Take caring about metagaming. This is absolutely adversarial. The player wants to play his character his way, and the GM is deciding that they want that character played a different way. This is directly about control over the character, and not in a cooperative manner. It's who gets to say what that character can do in any given moment -- the player has to receive GM permission to play their character their way. And it's entirely avoidable -- just don't build scenes where the scene depends on the players pretending they don't know things! Don't present trolls as a dangerous encounter that hinges on the players having to pretend to not use fire. Use trolls, absolutely, but don't make them a gimmick monster where pretending to not know the gimmick is important. Instead, put them in a place where their gimmick is reinforced by the location -- like being underwater (harder to use fire) or in a gas-filled cave, where use of fire is dangerous, or just change the gimmick.

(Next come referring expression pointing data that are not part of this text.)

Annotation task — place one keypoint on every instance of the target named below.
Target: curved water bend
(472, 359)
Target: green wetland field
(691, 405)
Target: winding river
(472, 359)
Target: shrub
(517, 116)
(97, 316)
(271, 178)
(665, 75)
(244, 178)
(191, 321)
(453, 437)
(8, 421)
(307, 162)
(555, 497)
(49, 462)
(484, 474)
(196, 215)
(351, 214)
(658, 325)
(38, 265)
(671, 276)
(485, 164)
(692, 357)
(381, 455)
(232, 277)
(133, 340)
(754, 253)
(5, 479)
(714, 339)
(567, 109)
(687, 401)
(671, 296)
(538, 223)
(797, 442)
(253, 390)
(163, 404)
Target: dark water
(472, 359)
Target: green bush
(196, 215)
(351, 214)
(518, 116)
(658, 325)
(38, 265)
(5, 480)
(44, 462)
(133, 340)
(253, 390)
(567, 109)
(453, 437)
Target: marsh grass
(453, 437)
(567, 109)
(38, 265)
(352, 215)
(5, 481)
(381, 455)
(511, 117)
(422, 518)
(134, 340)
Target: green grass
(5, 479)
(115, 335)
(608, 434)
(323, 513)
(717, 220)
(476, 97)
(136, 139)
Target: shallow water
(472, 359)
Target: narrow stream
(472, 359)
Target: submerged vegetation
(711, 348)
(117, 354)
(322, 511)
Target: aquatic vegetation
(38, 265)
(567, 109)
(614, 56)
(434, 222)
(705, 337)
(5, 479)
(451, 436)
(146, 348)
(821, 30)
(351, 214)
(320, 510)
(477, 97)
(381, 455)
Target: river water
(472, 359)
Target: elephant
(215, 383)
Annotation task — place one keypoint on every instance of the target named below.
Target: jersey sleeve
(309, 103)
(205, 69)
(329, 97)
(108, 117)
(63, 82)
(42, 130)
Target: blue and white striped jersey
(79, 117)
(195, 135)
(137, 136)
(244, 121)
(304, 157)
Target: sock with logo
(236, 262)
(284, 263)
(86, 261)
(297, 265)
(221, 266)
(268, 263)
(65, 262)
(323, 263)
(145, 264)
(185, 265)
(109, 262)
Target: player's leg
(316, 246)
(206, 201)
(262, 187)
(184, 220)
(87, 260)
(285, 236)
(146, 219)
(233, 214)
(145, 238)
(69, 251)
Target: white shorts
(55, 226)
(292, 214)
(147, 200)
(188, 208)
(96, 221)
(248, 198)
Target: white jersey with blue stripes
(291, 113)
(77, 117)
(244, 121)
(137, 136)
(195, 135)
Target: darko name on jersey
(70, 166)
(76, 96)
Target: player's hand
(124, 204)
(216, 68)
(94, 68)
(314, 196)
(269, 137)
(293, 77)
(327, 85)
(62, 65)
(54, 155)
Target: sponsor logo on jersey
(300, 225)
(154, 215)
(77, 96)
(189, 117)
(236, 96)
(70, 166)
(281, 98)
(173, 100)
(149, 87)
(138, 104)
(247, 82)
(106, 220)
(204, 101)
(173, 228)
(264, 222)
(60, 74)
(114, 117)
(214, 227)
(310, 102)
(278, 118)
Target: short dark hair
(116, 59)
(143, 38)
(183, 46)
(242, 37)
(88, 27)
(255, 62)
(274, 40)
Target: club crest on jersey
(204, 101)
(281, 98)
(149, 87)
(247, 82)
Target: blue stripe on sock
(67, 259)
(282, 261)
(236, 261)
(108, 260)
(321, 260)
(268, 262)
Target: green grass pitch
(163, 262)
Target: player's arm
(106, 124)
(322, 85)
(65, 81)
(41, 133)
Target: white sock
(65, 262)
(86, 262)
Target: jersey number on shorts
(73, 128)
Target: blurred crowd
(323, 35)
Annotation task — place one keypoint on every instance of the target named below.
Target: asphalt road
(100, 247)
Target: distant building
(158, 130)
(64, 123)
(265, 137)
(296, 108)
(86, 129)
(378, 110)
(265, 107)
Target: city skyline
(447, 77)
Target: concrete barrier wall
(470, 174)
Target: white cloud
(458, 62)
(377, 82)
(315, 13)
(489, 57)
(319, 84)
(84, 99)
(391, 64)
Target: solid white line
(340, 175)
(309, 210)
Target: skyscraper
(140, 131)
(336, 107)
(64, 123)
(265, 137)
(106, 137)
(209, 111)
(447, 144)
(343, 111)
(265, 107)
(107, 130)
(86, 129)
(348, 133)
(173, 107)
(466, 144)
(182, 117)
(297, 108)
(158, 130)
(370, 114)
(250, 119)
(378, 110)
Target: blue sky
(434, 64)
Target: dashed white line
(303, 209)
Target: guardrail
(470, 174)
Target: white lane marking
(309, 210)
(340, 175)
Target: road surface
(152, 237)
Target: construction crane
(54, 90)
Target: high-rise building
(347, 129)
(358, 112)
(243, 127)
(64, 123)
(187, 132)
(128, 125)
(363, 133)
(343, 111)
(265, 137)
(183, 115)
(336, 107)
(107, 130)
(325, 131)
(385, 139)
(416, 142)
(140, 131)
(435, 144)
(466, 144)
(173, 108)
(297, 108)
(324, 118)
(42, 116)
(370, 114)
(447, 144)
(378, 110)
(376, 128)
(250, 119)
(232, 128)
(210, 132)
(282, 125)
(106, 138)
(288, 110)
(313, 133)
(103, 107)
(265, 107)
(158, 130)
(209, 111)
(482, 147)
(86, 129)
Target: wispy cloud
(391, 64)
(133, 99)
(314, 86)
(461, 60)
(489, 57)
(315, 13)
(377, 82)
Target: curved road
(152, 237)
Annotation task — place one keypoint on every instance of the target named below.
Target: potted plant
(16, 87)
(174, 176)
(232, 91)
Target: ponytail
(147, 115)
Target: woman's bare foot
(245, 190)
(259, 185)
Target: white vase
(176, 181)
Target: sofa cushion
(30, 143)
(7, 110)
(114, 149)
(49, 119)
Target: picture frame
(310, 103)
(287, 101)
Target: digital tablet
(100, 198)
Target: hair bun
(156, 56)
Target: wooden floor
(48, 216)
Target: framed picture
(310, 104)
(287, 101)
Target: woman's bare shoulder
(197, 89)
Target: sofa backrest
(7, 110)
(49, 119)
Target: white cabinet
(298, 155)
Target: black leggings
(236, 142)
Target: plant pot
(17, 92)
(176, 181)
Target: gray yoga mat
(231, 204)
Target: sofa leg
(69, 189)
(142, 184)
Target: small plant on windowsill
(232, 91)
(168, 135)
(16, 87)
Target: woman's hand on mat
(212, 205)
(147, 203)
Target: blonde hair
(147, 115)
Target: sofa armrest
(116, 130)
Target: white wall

Metagaming is always going to be the fault of the GM for designing a scene where it's important to pretend you don't know things for the GM's idea to work to the GM's satisfaction. Note it's all about the GM, there, not the game or the players.
I used to care about metagaming. Then I stopped, and just changed my challenges to just not rely on metagaming not happening. Do you know what happened? It wasn't a glut of dirty metagaming, it was just a better game where I had less to worry about because I was no longer policing my players for metagaming. My game got, in all ways, better.